7 Deadly Money Traps You Should Avoid at All Costs

Money is tight for many households these days, and many are searching for ways to give themselves a little more breathing room in terms of finances. While many are opting to be one car households or forgoing expensive habits like eating out, others often seek band-aid solutions that offer quick fixes for financial woes – some of which often hide under the facade of being long-term solutions.

So if you are currently trying to find a way to give yourself a little more room in your budget at the end of the month, make sure that you avoid the following 7 deadly money traps at all costs to keep your financial situation from getting any worse:

The Mortgage Refinance

There are few situations in which using a mortgage refinance is actually beneficial to the mortgage holder. The rate being offered need to be at least one percent lower than your current mortgage. Otherwise, you will most likely lose all savings on interest to the high closing costs you will be required to pay at the time of signing.

Another unforeseen money pitfall of the refinance is the interest paid on interest. When you refinance, the whole loan, including the interest accrued, is placed under the new rate. So essentially you will wind up paying interest on interest – a money waste, especially for those who have been in their homes longer and have therefore accrued more interest.

The Title Loan

The title loan is perhaps one of the worst money traps a person can use. Often, emergency expenses prompt people to look for large sums of money frantically, and many make bad choices because of it. The worst offender is often the title loan. These loans are given based on how much your car is worth, and requires you to sign over your car title in case you aren’t able to pay it back. They come with incredibly high interest rates – often 400 to 900 percent, and can quickly make a person dependent on them because of the high amount owed.

Those who use these loans suffering from money problems, often can’t repay on time because of the added amount provided by the interest rates, and are required to take it out for another term, making their total balance even higher.

The Payday Loan

Similar to a title loan, payday loans also have incredibly high interest rates and can quickly make a person dependent as they can often seem impossible to pay off on time. The difference between these types of loans and title loans is that they can only be pulled out in smaller amounts and are advancement on your paycheck.

While this may seem like it makes the payday loan the better option if having to choose between it and title loan, these reasons hardly constitute a good reason to ever use a payday loan. The interest rates are just too high to make them feasible or beneficial.

The Home Equity Loan

While a home equity loan can seem like a great way to pay for any updates your home may need, more and more households are choosing to take out these types of loans to afford college tuition or frivolous expenses, such as new cars or trips. A home equity loan should never be pulled out for any reason, with the exception of home updates – and only then it should be pulled out if you will make the money back upon sale. Otherwise, avoid this type of loan – it will only provide you with two high payments for your home at the end of each month, instead of just one.
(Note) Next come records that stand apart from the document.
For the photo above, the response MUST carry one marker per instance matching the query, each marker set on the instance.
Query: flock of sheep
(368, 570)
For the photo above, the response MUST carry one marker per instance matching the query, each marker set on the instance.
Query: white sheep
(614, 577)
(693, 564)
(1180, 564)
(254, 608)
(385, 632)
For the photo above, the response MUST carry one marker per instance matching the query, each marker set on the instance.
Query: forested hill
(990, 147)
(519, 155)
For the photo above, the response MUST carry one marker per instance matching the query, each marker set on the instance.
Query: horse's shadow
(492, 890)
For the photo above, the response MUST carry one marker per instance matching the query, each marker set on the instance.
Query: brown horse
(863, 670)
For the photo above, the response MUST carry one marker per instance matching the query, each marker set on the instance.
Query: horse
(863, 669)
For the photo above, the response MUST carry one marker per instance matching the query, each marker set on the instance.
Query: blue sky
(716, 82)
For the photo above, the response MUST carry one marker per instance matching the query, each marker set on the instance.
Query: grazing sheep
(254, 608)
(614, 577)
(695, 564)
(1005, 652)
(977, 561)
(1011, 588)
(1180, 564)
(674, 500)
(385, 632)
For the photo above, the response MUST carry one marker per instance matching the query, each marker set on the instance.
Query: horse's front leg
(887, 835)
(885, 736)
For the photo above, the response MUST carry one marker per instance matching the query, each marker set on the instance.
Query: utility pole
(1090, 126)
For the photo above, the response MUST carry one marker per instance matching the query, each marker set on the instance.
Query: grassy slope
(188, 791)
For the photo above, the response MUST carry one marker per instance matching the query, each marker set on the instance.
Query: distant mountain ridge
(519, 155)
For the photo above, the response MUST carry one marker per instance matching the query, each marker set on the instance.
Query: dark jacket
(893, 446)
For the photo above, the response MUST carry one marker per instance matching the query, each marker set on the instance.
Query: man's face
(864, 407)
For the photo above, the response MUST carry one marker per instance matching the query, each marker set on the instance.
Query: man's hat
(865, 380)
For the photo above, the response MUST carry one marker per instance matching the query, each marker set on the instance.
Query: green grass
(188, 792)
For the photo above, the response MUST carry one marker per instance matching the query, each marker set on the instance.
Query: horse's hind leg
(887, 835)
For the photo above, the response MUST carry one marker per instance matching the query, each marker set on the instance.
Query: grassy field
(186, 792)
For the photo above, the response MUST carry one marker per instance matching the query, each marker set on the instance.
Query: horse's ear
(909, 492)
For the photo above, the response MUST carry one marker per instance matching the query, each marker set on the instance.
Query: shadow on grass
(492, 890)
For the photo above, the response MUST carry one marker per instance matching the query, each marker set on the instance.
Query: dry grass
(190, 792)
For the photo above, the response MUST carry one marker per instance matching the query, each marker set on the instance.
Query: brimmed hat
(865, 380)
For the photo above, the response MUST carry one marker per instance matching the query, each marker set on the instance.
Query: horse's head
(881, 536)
The Credit Consolidation Program

For many with numerous credit card bills at the end of each month, entering a credit consolidation program seems like a great way to save money on those bills. However, these programs are rarely beneficial, and often wind up costing the customer more money because they either don’t fulfill their job or charge for additional and often hidden service fees.

Buying Over Renting

Many people convince themselves that owning a home is cheaper than renting, and that buying a home, especially when home prices are low, is a great way to save money. This is usually not the case. While a home may come with a mortgage lower than a rental property, it also comes with homeowners insurance, private mortgage insurance, and general maintenance and repair which can total more than what you pay in rent a month.

While owning a home can definitely provide future financial benefits, purchasing a home under the allusion that it will save you money now is a horrible idea and will generally leave you in worse financial condition than before.

The 401(k) Loan

Your 401(k) is one of the most important savings accounts that you will have. You need money for retirement, and not having enough in that account could mean making yourself a financial burden to those around you. Because money is tight, many people are opting to pull out 401(k) loans. Not only do such loans result in penalties or taxation from time to time, but they often leave outstanding balances on accounts from which they were withdrawn.

Trying to find ways to give yourself more money at the end of each month is never an easy task. There is no quick or easy fix and it usually requires you to take a good hard look at your spending habits. If you truly need more money at the end of each month consider taking on a second job or giving up a few of your more frivolous expenditures instead of opting for a quick fix. These quick solutions will only be likely to hurt you in the end, and will just put you in an even tighter spot with that monthly budget.